According to Python Zen: "There should be one-- and preferably only one --obvious way to do it."
Comment #1 by aldacron — 2010-03-13T00:10:54Z
I strongly object. Currently, 'in' is one of the few constructs remaining that allow compatibility between D1 and D2 without resorting to versioned blocks and mixins. Take this away, and cross-version compatibility becomes even more of a headache than it already is.
Comment #2 by bearophile_hugs — 2010-03-13T04:33:05Z
My opinions on the topic:
- As a Python user I have seen the usefulness of that part of its Zen. It speeds up coding, speeds up code reading, makes code more uniform among different programmers, etc.

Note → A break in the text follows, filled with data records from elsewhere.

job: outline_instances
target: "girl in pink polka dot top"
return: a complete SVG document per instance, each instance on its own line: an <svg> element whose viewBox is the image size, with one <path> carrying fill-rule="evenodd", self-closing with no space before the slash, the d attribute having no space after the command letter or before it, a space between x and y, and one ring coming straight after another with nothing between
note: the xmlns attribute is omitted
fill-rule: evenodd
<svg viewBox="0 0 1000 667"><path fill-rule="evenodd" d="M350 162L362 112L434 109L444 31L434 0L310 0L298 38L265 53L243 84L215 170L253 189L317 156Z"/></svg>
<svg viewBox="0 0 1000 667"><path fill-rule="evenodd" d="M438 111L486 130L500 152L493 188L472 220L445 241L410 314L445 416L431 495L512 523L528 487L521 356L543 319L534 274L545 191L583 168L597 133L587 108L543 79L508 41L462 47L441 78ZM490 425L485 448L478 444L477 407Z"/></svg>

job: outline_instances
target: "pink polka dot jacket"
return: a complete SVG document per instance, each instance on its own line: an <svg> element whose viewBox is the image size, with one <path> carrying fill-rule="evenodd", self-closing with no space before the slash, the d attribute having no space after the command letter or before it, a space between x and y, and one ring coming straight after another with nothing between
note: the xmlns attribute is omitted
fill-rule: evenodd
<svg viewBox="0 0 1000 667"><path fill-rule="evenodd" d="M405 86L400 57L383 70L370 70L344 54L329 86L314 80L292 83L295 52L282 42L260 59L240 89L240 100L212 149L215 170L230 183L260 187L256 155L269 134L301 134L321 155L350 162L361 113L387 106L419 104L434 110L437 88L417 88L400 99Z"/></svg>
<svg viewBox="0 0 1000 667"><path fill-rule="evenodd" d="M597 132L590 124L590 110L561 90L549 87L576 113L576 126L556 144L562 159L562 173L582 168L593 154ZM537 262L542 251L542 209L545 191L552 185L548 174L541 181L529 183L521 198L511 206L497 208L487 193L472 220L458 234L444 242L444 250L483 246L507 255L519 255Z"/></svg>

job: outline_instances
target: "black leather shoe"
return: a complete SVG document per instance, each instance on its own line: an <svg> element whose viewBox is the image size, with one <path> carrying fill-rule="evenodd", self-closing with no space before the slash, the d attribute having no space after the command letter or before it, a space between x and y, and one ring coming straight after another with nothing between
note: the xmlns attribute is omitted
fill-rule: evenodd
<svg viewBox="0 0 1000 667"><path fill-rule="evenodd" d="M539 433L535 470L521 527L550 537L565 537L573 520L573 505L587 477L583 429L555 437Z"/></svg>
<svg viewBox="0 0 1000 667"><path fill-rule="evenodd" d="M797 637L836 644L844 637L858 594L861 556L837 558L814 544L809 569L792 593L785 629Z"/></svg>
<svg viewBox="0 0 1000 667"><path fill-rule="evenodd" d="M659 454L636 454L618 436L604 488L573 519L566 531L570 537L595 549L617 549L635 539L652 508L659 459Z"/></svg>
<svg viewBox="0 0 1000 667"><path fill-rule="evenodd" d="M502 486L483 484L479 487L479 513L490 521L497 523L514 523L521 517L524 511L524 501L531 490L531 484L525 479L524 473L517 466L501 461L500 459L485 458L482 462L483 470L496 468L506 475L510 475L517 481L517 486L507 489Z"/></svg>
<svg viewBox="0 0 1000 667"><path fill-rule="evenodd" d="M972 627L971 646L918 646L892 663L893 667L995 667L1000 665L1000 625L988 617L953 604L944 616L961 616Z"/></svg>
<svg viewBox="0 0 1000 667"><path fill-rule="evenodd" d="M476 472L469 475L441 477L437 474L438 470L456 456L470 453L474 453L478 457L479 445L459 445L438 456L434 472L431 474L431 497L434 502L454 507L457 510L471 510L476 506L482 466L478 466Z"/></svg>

- When Andrei's book is out, people will learn the D2 language. I like D1 but it will probably not last many years. I think some years from now D1 will be unused. Keeping in D2 a redundancy and baggage for a language that will not last is bad.
So if you don't want to remove that "in" now, to help in the transitory period of code that works in D1 and D2, it can be kept, deprecated, _plus_ it has to always raise an informative deprecation warning, it must be noisy, otherwise new D2 programmers will use it and it will never be possible to remove it from the language. And then it can be removed in one or two years from now.
Comment #3 by andrej.mitrovich — 2012-12-20T15:39:40Z
"in" is equivalent to "const scope" (there might be some related opened bugs about it though), so it's not redundant.